Before Silva Hassan Namo moved to Mexico, the only connection she had to the Latin American country was through the telenovelas. She watched them with her family in Derik, Syria and later – when their lives were uprooted – in refugee camps. So when the Habesha Project offered her a chance to pursue a degree in Mexico, her family worried. “My dad’s dream was always for his children to study and become something,” Silva told The Guardian. “But he was scared about me coming to Mexico because he thought it was a country of criminals and marijuana – that’s what we would see in the TV series and the news.” But after four months in Mexico, Silva, 22, says going to Mexico changed her life.

“Imagine you’re dead and someone gives you a miracle cure,” Hassan, who moved with husband Jack Mohammed, added. “That’s what coming to Mexico feels like, like I’ve been born again.”

Hassan is one of 10 students who went to Mexico through the Habesha Project. On its site, the program – created by  Adrian Meléndez – describes itself as a “neutral, not-for-profit, non-political, and non-faith based international Mexican-led humanitarian initiative aimed at sending a message of solidarity to the Syrian nation.” In the last six years – when Syria’s civil war began – more than half of the country’s 22 million people have been displaced. As a result, many lives were disrupted.

For Mélendez, a lawyer who met Mohammed in 2013, beginning Habesha Project came with plenty of challenges. It took him two years to get the Mexican government to approve 30 student visas. But that wasn’t as hard as what followed – i.e. having universities offer lower tuitions, finding language courses, and getting them the appropriate documents to make the travel. The 10 students live in Mexico City and Aguascalientes. The Habesha Project plans to expand to other parts of Mexico, as well as in Costa Rica.

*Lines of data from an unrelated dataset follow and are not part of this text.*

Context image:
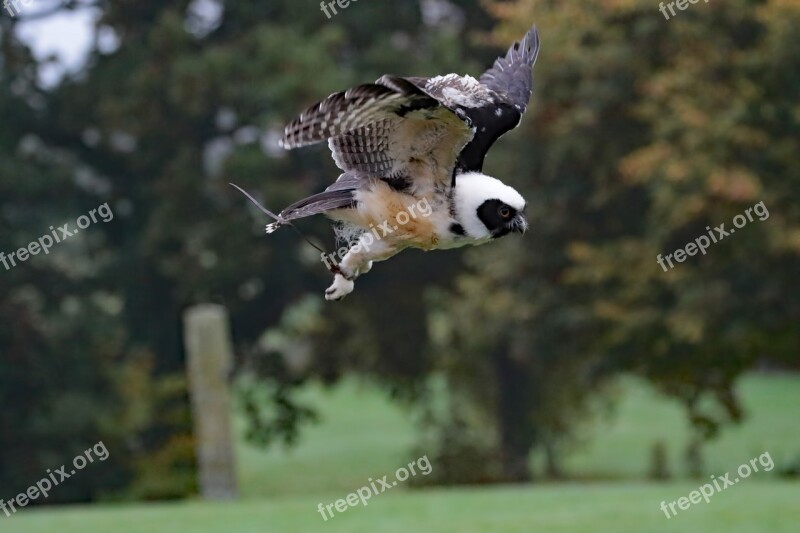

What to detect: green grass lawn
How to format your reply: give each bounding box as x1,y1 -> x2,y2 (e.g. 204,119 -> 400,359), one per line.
0,375 -> 800,533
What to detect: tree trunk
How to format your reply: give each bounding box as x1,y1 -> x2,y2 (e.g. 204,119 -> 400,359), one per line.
494,346 -> 535,483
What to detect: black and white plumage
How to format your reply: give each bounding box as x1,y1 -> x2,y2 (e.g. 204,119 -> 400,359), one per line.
267,26 -> 539,299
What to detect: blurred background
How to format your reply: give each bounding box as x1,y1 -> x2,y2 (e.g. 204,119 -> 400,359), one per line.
0,0 -> 800,533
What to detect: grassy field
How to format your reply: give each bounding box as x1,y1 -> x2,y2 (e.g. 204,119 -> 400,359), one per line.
0,376 -> 800,533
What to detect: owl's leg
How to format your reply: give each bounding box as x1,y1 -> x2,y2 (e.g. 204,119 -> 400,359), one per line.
325,233 -> 399,300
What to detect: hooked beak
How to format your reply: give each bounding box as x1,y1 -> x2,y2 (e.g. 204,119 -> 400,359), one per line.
509,213 -> 528,235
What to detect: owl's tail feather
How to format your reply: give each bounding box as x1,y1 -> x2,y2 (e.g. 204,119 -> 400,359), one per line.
229,183 -> 339,273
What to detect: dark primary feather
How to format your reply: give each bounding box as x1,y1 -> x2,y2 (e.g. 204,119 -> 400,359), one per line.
280,84 -> 432,149
281,26 -> 539,186
480,26 -> 539,113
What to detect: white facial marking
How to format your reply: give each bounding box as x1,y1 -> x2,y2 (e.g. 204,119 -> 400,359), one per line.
454,172 -> 525,239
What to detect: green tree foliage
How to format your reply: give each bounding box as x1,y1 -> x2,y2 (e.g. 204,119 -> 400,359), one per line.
433,0 -> 800,479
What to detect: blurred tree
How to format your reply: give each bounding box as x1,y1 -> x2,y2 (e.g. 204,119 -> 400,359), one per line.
418,0 -> 800,480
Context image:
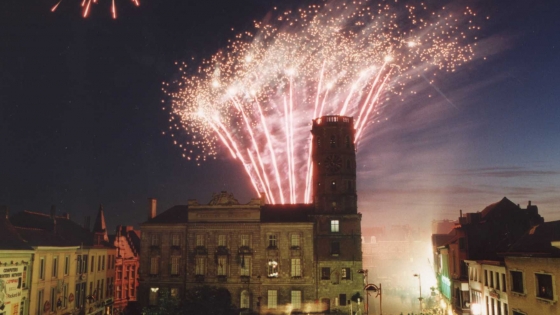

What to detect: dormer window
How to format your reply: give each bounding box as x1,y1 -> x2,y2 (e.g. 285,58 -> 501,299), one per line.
331,136 -> 336,148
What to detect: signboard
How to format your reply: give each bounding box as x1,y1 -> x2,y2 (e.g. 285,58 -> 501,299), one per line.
0,266 -> 24,315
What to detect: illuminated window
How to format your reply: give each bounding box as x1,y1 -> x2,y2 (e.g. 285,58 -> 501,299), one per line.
218,256 -> 227,276
338,293 -> 346,306
268,234 -> 278,248
267,259 -> 278,278
241,234 -> 251,247
290,233 -> 301,247
240,256 -> 251,277
151,234 -> 159,246
340,268 -> 352,280
64,256 -> 70,276
331,136 -> 336,148
195,257 -> 206,276
239,290 -> 250,308
535,273 -> 554,300
268,290 -> 278,309
291,258 -> 301,278
52,256 -> 58,277
292,291 -> 301,310
321,267 -> 331,280
509,270 -> 525,293
150,257 -> 159,275
218,235 -> 226,246
331,220 -> 340,233
196,234 -> 204,247
171,234 -> 180,246
171,257 -> 179,276
148,288 -> 159,305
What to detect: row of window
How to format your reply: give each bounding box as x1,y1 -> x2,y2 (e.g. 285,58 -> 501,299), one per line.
35,284 -> 69,315
486,296 -> 515,315
509,270 -> 555,300
150,256 -> 302,278
150,220 -> 340,247
76,255 -> 115,275
482,269 -> 507,292
117,265 -> 136,280
317,135 -> 352,149
39,255 -> 70,280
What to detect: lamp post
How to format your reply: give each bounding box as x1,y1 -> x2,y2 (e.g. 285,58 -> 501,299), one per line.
358,269 -> 369,315
358,269 -> 383,315
414,273 -> 424,313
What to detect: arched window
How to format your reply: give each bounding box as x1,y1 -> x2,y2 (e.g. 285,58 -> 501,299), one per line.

For the students, there’s also the matter of trying to adjust to their new homes. Silva says that as a Muslim woman, she wears a hijab, because it’s important to her, even if she stands out. “I’m the only woman wearing hijab among millions of Mexicans and people do look at me, but it’s important to my religion,” she said. Hassan also didn’t speak Spanish when she arrived, but because of the program, she has her own small community in Aguascalientes. She lives in a gated community with her husband, and a few of the other scholarship recipients head to her house. The group often talks about food, especially the lack of halal.

Their group is made up of Kurds, Sunnis, Alawites, and one Christian. As they speak in Arabic, Kurdish, and English, Hassan’s husband is reminded of home. Jack said, “This is what Syria was like before the war, we mixed together.”